- Occupations: Screenwriter, television producer
- Known for: The Last Kingdom Vincent Good Cop This City is Ours

= Stephen Butchard =

British screenwriter

Stephen Butchard is a British screenwriter and television producer, best known for adapting Bernard Cornwell's The Saxon Stories into the BBC/Netflix drama series The Last Kingdom.

==Early life==
Butchard was born in Liverpool. He trained as an engineer and spent a year in Beijing, China (September 1993 to October 1994), working on the Beijing underground rail network.

==Career==
Butchard began writing plays while working as an engineer. In 1997, he won the Dennis Potter Award for '‘Soft Sand, Blue Sea’', which secured him representation. During the 2000s, he wrote several television films and series such as Always and Everyone, House of Saddam and Vincent. In 2010, BBC One would broadcast his mini-series Five Daughters, starring Ian Hart and Sarah Lancashire. Set in 2006, it is about the Ipswich serial murders. Butchard said about the project. "Our hope is that this drama provides a glimpse of the real girls their families knew, and also leads to further debate on the impact of drugs and sex industries upon every town, every city in this country... and what action is, or isn't, being taken."

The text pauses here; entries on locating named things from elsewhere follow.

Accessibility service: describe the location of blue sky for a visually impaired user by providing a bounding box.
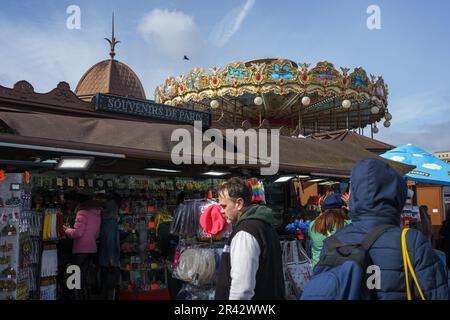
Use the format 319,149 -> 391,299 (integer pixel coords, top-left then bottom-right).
0,0 -> 450,152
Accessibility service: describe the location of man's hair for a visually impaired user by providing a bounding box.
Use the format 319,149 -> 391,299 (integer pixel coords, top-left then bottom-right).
219,177 -> 252,206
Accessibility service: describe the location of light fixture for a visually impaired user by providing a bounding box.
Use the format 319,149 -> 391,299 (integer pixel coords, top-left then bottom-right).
370,106 -> 380,114
384,111 -> 392,121
253,96 -> 263,106
203,171 -> 230,176
302,96 -> 311,106
144,168 -> 181,173
342,99 -> 352,109
273,176 -> 294,183
209,99 -> 219,109
41,159 -> 58,164
56,157 -> 94,170
308,179 -> 326,182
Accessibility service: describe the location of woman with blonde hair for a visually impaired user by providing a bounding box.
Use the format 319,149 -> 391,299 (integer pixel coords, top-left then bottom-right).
309,193 -> 351,268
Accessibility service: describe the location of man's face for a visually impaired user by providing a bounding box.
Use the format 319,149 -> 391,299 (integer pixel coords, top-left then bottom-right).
219,190 -> 244,224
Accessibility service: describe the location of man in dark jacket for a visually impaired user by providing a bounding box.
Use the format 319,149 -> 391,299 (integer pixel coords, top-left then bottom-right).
328,159 -> 450,300
216,178 -> 284,300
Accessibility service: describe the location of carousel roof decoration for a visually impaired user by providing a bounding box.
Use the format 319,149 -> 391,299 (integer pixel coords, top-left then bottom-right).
155,59 -> 392,133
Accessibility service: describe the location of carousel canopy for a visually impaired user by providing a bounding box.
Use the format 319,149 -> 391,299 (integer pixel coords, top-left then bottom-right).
155,59 -> 391,134
381,144 -> 450,185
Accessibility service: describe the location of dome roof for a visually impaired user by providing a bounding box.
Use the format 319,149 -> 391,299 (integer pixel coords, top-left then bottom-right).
75,59 -> 145,101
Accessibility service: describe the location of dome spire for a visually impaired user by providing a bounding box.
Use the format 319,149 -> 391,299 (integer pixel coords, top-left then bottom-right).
105,12 -> 120,59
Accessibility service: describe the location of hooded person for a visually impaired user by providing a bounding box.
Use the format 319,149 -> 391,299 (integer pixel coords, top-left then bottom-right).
65,200 -> 103,299
322,159 -> 449,300
215,178 -> 285,300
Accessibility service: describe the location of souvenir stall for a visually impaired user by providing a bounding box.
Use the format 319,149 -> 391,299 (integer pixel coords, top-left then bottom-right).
0,170 -> 41,300
25,172 -> 227,300
169,178 -> 266,300
168,189 -> 225,300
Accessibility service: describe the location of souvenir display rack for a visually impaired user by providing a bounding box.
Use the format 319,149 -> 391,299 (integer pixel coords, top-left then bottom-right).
0,171 -> 38,300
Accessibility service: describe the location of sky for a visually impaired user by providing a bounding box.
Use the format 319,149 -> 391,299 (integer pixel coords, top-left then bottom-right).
0,0 -> 450,152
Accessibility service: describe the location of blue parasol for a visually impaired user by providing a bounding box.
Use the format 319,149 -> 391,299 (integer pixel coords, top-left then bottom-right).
380,144 -> 450,186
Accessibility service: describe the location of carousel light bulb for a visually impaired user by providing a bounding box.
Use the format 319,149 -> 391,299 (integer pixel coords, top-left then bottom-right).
253,96 -> 263,106
342,99 -> 352,109
209,99 -> 219,109
370,106 -> 380,114
302,96 -> 311,106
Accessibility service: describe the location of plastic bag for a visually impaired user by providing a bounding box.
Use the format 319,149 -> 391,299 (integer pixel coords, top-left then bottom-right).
281,240 -> 312,300
173,248 -> 216,286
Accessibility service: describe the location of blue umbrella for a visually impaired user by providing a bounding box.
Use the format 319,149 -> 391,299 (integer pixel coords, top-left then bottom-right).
381,144 -> 450,186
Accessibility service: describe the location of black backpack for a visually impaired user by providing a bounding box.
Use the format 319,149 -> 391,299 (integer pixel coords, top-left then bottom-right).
302,225 -> 397,300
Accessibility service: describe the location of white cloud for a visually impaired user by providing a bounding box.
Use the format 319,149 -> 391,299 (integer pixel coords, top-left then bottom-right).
422,163 -> 442,170
391,156 -> 405,162
211,0 -> 255,47
374,120 -> 450,154
0,16 -> 110,93
138,9 -> 202,60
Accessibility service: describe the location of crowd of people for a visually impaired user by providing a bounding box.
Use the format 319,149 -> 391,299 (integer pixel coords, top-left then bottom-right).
59,159 -> 450,300
216,159 -> 450,300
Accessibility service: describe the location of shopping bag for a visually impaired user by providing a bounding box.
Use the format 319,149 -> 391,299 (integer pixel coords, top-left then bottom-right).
281,240 -> 312,300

In 2012, Butchard wrote the cop drama Good Cop, following a constable whose partner is murdered. Following the shooting of two police officers in Tameside, Greater Manchester, on 18 September, the BBC postponed the final episode, originally scheduled for Thursday 20 September. It would air later, on Saturday 13 October 2012. Butchard adapted and showran the first three series of The Last Kingdom, which saw a transition from BBC Two to Netflix as distributor for the third series. In 2020, Channel 4 and Hulu broadcast his thriller Baghdad Central.

In 2023, Butchard adapted The Good Mothers, a non-fiction book by British author Alex Perry on the Calabrian 'Ndrangheta mafia, into a television series for Disney+. The series had its international premiere at 73rd Berlin International Film Festival in Berlinale Series on 21 February 2023, and won the Berlinale Series Award. In 2024, Disney+ streamed Butchard's adaptation of the Shardlake series of historical mystery novels by C. J. Sansom.

In 2025, BBC One broadcast Butchard's crime drama This City Is Ours and factual drama series Prisoner 951 about the imprisonment of Nazanin Zaghari-Ratcliffe.